Il s’agit pour cette entreprise leader du marché – comme pour d’autres - de montrer patte blanche et de montrer qu’un montant substantiel de ses gains est redistribué aux laissés-pour comptes.

Une affaire de communication corporate ? Oui, certainement. Le marché marocain, et donc les consommateurs, ne sont pas aussi réactifs que leurs homologues européens et sont à mille lieues de sanctionner les marques de leur non-engagement dans la vie sociale de leur pays.

Néanmoins, dans une démarche de qualité et de mise à niveau, les grands groupes s’ajustent aux pratiques d’aujourd’hui et font dans le caritatif et le « socialement responsable »

2- Le changement durable commence de l’intérieur

Après ça, il y a l’étape deux du process qui engage un changement structurel, un « changement durable », celui qui induit une modification réelle des comportements et des habitudes de management au sein des entreprises marocaines et/ ou implantées au Maroc.

Cette tendance est une lame de fond. Elle ne fait certes pas beaucoup d’aficionados aujourd’hui mais elle sera si forte que, sans avoir besoin de mettre en place un cadre réglementaire (obligation vs. sanction), la majorité des entreprises s’y mettront.

Petit aperçu de ce à quoi va ressembler l’entreprise de demain, focus sur le label CGEM.
On ne présente plus le CGEM, cet organisme réunissant les patrons des patrons marocains, a mis en place dernièrement une « charte de responsabilité sociale », une sorte de label qualité « CGEM » qualifiant les entreprises marocaines responsables selon les critères suivants :

* Respect des Droits Humains
* Amélioration des conditions d’emploi et des relations professionnelles
* Protection de l’environnement
* Prévention de la corruption
* Respect des règles de la (saine) concurrence
* Renforcement de la transparence du gouvernement d’entreprise
* Promouvoir la responsabilité sociale des fournisseurs et sous-traitants
* Développer l’engagement sociétal

Effectivement, il y a à boire et à manger dans cette charte qui couvre dans le sens le plus large possible la notion de « développement durable » au sein de l’entreprise.

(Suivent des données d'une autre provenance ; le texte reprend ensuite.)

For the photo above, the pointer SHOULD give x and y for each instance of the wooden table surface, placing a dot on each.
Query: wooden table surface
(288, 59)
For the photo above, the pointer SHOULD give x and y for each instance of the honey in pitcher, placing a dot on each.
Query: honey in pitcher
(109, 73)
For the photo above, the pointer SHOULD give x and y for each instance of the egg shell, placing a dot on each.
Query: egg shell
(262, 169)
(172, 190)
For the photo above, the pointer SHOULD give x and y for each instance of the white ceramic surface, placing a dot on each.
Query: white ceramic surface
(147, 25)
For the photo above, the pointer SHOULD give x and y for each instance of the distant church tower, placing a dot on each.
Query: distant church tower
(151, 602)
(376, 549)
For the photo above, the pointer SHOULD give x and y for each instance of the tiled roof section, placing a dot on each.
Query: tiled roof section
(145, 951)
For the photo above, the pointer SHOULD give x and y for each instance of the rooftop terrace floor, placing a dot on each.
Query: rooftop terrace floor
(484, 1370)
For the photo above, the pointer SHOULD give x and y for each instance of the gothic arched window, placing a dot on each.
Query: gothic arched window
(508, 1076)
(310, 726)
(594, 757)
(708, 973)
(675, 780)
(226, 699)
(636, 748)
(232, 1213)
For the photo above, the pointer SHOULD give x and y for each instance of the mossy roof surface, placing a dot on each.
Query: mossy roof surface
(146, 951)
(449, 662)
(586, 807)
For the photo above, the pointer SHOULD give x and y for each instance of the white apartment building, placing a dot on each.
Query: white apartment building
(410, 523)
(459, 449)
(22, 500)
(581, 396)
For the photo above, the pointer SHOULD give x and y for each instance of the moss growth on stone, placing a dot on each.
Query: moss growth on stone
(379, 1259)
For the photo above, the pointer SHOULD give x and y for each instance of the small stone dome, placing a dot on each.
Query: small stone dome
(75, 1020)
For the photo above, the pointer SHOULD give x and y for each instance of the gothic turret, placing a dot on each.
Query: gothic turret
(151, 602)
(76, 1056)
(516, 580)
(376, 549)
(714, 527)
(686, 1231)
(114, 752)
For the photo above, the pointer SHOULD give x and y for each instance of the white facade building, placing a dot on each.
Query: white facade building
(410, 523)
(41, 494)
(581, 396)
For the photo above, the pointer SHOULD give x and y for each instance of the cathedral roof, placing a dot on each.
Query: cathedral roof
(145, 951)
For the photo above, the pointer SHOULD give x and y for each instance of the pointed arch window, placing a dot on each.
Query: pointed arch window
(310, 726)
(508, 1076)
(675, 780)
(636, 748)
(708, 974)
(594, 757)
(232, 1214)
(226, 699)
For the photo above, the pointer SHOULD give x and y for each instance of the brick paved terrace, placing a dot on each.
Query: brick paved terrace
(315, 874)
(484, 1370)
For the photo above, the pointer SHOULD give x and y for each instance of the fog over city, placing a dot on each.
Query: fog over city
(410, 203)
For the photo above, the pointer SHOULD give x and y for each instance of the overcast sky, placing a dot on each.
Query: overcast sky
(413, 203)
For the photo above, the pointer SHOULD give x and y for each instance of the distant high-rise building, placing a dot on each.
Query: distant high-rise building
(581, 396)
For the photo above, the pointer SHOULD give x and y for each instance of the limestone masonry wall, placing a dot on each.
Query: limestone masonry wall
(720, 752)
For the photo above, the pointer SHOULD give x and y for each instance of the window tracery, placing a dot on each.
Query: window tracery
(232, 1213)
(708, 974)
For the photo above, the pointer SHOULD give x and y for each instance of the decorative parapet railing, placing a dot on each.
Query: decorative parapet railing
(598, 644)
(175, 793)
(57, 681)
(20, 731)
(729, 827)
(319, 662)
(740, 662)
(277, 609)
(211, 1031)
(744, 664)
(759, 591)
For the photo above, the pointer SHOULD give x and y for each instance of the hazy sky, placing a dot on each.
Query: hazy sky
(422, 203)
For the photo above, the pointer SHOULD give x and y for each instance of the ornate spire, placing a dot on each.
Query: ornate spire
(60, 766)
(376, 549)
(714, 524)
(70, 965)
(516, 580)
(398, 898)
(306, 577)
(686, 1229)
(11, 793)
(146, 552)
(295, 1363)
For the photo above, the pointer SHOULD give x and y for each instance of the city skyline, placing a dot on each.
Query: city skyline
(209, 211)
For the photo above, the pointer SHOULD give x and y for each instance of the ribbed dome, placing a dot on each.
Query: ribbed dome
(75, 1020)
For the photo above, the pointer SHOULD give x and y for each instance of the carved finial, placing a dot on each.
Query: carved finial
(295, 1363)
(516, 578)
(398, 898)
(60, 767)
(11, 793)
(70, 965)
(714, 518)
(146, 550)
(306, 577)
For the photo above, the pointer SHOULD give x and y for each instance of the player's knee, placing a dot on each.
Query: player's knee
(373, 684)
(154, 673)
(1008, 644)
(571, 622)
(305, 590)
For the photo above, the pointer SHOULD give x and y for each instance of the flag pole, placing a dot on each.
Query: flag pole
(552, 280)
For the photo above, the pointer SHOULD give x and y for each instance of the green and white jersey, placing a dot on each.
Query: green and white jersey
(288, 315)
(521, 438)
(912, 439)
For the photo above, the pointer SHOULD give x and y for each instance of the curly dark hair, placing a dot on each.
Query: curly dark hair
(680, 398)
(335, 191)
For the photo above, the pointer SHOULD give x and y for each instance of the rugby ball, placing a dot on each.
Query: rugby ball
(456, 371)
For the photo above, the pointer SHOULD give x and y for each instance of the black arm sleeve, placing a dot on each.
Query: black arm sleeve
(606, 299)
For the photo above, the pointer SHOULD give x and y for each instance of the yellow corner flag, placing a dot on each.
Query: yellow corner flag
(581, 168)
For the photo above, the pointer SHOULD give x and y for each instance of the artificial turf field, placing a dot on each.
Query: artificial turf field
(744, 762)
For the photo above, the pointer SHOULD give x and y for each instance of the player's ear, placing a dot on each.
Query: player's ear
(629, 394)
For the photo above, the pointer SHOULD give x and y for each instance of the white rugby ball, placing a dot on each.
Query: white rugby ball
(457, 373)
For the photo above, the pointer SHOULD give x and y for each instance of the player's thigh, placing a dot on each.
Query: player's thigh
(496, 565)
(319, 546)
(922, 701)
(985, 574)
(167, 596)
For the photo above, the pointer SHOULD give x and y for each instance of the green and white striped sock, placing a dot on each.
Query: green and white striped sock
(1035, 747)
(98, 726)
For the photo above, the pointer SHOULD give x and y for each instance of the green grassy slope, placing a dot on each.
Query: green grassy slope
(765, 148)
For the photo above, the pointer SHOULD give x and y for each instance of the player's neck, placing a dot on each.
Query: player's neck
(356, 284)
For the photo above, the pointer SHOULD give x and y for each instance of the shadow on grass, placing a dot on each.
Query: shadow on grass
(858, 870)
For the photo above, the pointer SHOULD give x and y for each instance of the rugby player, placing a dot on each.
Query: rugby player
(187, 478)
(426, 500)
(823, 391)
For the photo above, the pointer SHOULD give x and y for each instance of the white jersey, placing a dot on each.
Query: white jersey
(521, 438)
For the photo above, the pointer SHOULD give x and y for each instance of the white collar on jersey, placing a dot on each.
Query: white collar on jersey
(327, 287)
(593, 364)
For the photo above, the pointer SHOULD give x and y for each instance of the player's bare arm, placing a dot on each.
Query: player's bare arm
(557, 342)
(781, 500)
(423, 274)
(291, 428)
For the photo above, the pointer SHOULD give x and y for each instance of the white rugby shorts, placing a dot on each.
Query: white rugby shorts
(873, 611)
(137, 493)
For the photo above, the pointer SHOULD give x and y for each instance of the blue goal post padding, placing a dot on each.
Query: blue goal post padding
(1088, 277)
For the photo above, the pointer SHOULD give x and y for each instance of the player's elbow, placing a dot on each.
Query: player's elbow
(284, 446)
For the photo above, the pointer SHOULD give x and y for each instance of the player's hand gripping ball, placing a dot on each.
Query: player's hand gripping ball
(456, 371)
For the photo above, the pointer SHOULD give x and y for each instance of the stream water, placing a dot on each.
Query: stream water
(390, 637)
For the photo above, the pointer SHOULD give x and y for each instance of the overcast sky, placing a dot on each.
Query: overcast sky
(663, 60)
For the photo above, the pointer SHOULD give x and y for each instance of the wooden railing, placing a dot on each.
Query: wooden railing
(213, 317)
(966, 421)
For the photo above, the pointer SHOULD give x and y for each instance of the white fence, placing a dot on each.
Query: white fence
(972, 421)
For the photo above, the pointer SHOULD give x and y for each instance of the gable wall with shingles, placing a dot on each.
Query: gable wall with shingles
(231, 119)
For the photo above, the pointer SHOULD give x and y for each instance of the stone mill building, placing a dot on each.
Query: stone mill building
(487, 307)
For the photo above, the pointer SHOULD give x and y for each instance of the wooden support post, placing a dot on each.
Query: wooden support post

Mais c’est un signal fort qu’envoie cet organe (ré) actif aux entreprises marocaines.

Ce message dit clairement : « Allez hop, c’est le moment où jamais ». D’autant que les entreprises qui y souscrivent ont droit à un certain nombre d’avantages mais schhh… on ne vous a rien dit !! (Pour plus d’infos)

Et cette tendance est d’autant plus lourde qu’existent depuis peu les Journées de l’Investissement Responsable (placées sous le Haut patronage de Sa Majesté Mohamed VI), concours international ouvert à toutes les entreprises présentes au Maroc, récompensant les entreprises dans différentes catégories : promotion de l’engagement sociétal, action en faveur de l’emploi, respect et promotion des droits de la personne et gouvernance d’entreprise. (En 2005, c’est Webhelp, call center français qui s’était vu récompenser dans la catégorie : engagement sociétal)

Puisqu’on vous parle d’une tendance lourde…

Aujourd’hui, ce sont les entreprises leader de leur secteur qui s’y collent, demain les autres ? On croise les doigts.